The thing is, I didn't ask them to.

I argue with myself. Hey, if they don't do all that, you might end up in very, very bad situations. They love you. That's why they do all that, even though you say you need your own space to learn, to think for yourself, to figure out what's right and what's wrong for yourself. By the time you figure things out, you might already have made some very bad, irreversible decisions.

They'd rather you live a mediocre, but safe life, than let you try to get a more wonderful, exciting, fuller life by risking your everything.

***

I suppose my parents are doing a pretty good job. They trust me, but to a certain extent. I am thankful for that. A lot of the rules they'd set unconsciously are negligible, and I know better than to push it. Or at least, I knew.

Recently I'd been asking my parents to let me take up this part-time job, teaching at a home tuition center nearby. Mum isn't very happy about the whole thing. She keeps on about why I want to quit my prefect duties, and at the same time, take up another commitment. On, and on. Not saying no, but making it very clear that she doesn't want to say yes at the same time. Finally, just now, she lashed out, "So you think you're very independent already lah?"

I think it's an issue for the both of my rents, my independence, ever since I got my P license. They don't talk about it, not in front of me and not with me, but I can feel it.

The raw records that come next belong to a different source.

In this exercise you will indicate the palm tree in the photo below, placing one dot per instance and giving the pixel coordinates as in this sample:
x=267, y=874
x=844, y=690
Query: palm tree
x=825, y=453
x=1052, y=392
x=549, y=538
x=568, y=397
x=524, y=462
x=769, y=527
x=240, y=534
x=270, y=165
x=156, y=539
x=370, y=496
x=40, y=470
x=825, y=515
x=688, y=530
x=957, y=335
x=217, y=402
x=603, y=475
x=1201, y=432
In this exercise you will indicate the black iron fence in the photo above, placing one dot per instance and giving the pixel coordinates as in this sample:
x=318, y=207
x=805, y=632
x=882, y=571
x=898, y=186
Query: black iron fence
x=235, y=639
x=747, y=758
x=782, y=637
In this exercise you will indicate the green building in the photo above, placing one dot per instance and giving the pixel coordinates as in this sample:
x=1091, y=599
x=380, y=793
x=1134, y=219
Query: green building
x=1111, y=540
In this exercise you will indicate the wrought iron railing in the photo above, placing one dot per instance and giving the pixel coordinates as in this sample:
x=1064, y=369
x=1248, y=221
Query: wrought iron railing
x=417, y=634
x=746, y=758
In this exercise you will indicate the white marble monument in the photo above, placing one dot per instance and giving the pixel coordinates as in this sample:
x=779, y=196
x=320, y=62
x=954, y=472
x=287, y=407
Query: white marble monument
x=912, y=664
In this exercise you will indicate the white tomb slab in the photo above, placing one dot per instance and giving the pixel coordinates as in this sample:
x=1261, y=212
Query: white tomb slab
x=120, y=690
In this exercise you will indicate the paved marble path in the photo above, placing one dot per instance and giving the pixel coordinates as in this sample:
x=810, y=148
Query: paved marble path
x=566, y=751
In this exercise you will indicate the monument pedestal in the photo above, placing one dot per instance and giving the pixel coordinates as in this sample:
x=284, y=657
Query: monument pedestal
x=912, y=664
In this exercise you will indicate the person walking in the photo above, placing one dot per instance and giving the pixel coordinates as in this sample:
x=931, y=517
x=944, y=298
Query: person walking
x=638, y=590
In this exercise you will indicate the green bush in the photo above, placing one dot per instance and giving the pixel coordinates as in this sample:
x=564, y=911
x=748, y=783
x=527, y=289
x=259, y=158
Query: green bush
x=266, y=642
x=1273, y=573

Dad is being more lenient with my outings, bedtimes and curfews, but his short lectures are becoming more frequent as well. Mum, on the other hand, lets dad make most of the decisions, but lets out her worry and concern by nagging and putting me down.

"Why can't I go?"

"Why must you go, hah?"

"I really don't get it, it's an event, on a Saturday."

"You have to teach at 12, then go straight at 4, then come home at 8? You're wasting the whole day away! I thought you resigned as a prefect because you wanted to focus on your studies? What are you doing now?"

"I already told you, I canceled my classes for this Saturday! I'm only going out at 4, then coming back at 8!"

"...Why must you go? Hah?"

I felt like cursing right then. "Why must I go? I don't have to go, but I want to!"

"Oh, so now it's because you WANT to."

Of course because I WANT to, it's not a responsibility, it's because I WANT to, for fun, for myself. She can't think of a reason to say no, because the only reason she doesn't want me going out, she doesn't want to tell me; she'll make herself sound as biased as she really is. She'd let slip a few times, so I know.

The more I think about it, the more it makes sense that they don't trust me, because I don't even trust myself.